Whether you’re the business owner pitching the product or service or the influencer getting paid to promote it, the rules around sponsored posts and advertisements on social media are getting tighter, so be sure you’re in the know and in compliance to avoid fines and penalties with this guide to social media sponsorship rules.

What’s All the Fuss About?

If you’ve been playing the sponsorship field for a while, you might have heard about how the Federal Trade Commission (FTC) cracked down in recent years and sent notices to some really big names (cough::Kardashians::cough) telling them to be more transparent about their sponsored posts or risk fines and other scary penalties.

But why are they making a big deal about it and why now? Well, in short, consumer protection. The whole purpose behind the FTC is to ensure transparency in commerce and to protect consumers. They’re regulating everything from the National Do Not Call List to approving mergers of major corporations and ensuring they’re not violating antitrust rules.

While you–as a business using social media to promote your product or service or as an influencer using your following and relationships to share great finds with the world and get paid for it–may understand how the world of sponsorship deals works, the reality is that most consumers out there don’t really get it. If they follow influencers, it’s because they enjoy the content and like learning about new products, trends, restaurants, etc. That’s what makes influencers such incredible marketing tools.

But in today’s world, with influencers having tens of thousands or even millions of loyal followers who will purchase anything and everything the influencer hawks, the FTC wants to make sure consumers have all the information before they hit the “buy now” link.

What are the Rules?

The rules are being formed as the industry unfolds, so what holds true today might not hold true 6 months or a few years from now. It’s important to keep up on the rules to ensure you’re compliant.


The key here is that the FTC doesn’t like anything that makes it hard for the consumer to understand the relationship. Your yoga mat might really, truthfully be the best yoga mat to ever hit the market, and the influencer paid to promote it might actually think that. But that doesn’t mean they can skip the part where they share with their followers that they got it for free or are being paid to promote it.
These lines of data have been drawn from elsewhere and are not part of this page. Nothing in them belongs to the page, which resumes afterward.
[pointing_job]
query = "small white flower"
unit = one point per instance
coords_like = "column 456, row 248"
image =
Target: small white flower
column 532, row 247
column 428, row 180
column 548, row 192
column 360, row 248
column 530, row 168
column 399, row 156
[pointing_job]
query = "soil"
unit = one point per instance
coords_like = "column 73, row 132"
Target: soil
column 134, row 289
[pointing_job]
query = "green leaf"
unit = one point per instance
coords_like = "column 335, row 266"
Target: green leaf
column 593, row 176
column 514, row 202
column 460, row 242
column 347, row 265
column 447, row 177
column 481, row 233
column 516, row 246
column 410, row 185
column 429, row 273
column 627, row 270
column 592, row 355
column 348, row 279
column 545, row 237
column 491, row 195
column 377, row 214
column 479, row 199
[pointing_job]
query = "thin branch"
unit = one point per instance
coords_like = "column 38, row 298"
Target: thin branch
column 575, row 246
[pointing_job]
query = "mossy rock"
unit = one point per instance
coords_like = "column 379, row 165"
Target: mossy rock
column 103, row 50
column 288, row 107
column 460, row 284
If there’s a connection between you and the promoter (payment, free product/service, ownership in company, affiliate links) it needs to be disclosed.
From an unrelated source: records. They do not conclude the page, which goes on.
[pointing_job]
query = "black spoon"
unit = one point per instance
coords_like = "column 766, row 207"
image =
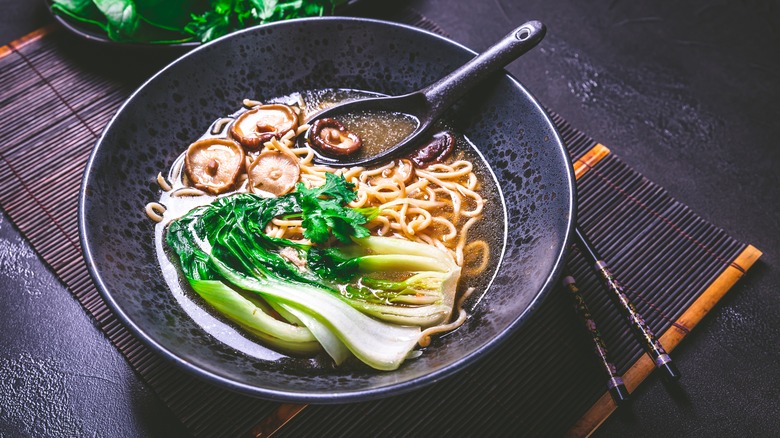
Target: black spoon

Don’t use vague terms like #collab #thanks #sp. It has to say exactly what it is. Cater to the lowest common denominator. Generally acceptable versions: #ad #sponsored #sponsoredpost #paidcollaboration.


So you have a sponsored post that looks fab, meets all the Instagram algorithm checkboxes with lots of quality content in the form of a 3-paragraph swoonfest of your product, and the influencer adds the hashtag #ad as one of his or her 30 hashtags? Good deal, right? Wrong! Don’t bury that disclosure in the list of 30 hashtags. It needs to be up front, separated from the sea of hashtags. And something that people get wrong all the time is that the disclosure has to be before the ellipses that a user has to click on to see the rest of the content. That means when users are just scrolling through their feed, they can see within those first two lines that it’s sponsored content.
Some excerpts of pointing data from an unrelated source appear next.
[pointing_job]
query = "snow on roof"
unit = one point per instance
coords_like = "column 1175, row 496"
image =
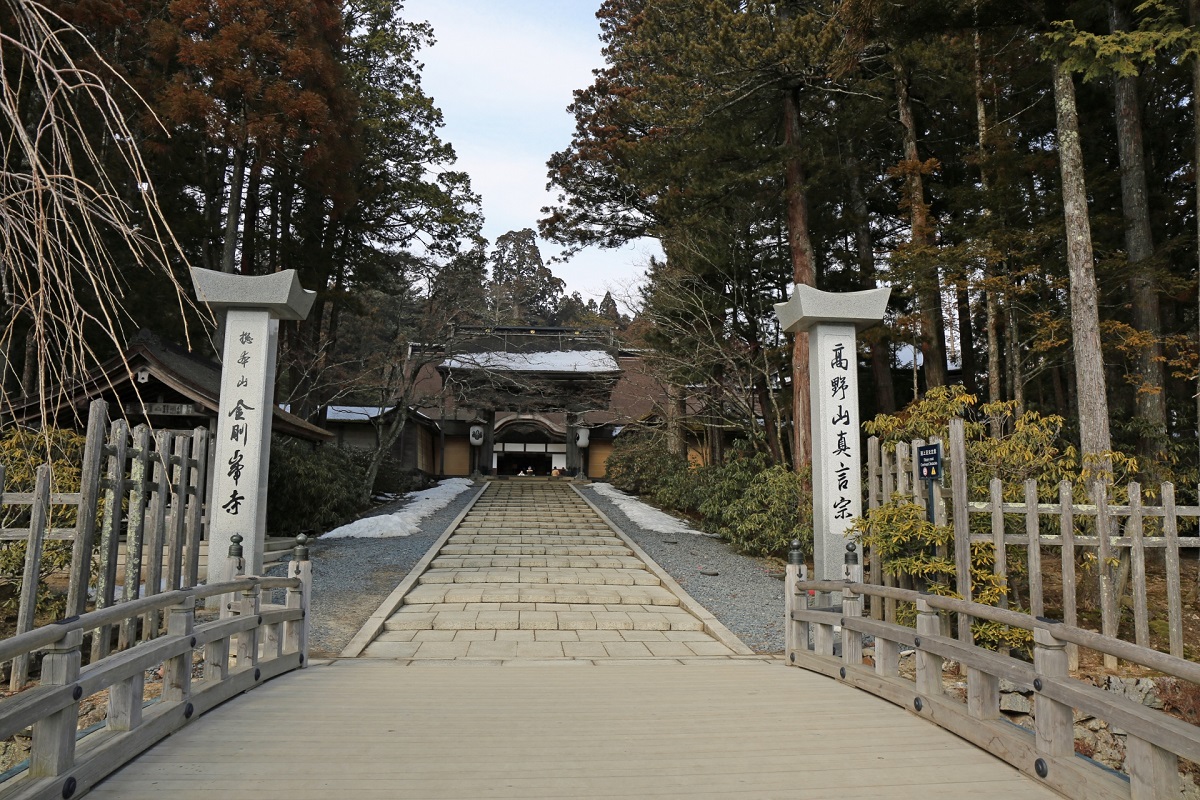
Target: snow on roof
column 354, row 413
column 567, row 361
If you are working on a sponsored post for Instagram stories or Snapchat and there isn’t a place to add content, it should be included directly on the story.

Who is Responsible?

It is both the business’s and the influencer’s job to comply with the rules. Both can be fined for failure to comply. So how do you ensure the legal action by the other party? Get it in writing. Have an agreement written and ensure that there is a list of acceptable and prohibited actions and/or omissions in the posts.

But Nobody Else is Following the Rules!

Forgive me for sounding like a parent–I do parent two little ones on a daily basis after all–but if all your friends were jumping off a cliff would you follow? Here’s a few great reminders for you:

Ignorance of the law is not a defense. “But I didn’t know!” is not a defense to breaking the law and violating rules. It’s your job to stay abreast of these things.

Everyone is doing it. This might be true. I regularly see very, very popular influencers on social media getting it wrong–sometimes in small ways like putting #ad at the very end of a 5-paragraph review of their latest hotel stay–but that doesn’t mean you can’t get in trouble for it. Can you tell the officer that pulled you over for speeding that you shouldn’t get a ticket because there were dozens of other cars speeding on the road? Nope. You can only be responsible for your actions and those with whom you contract to promote your business.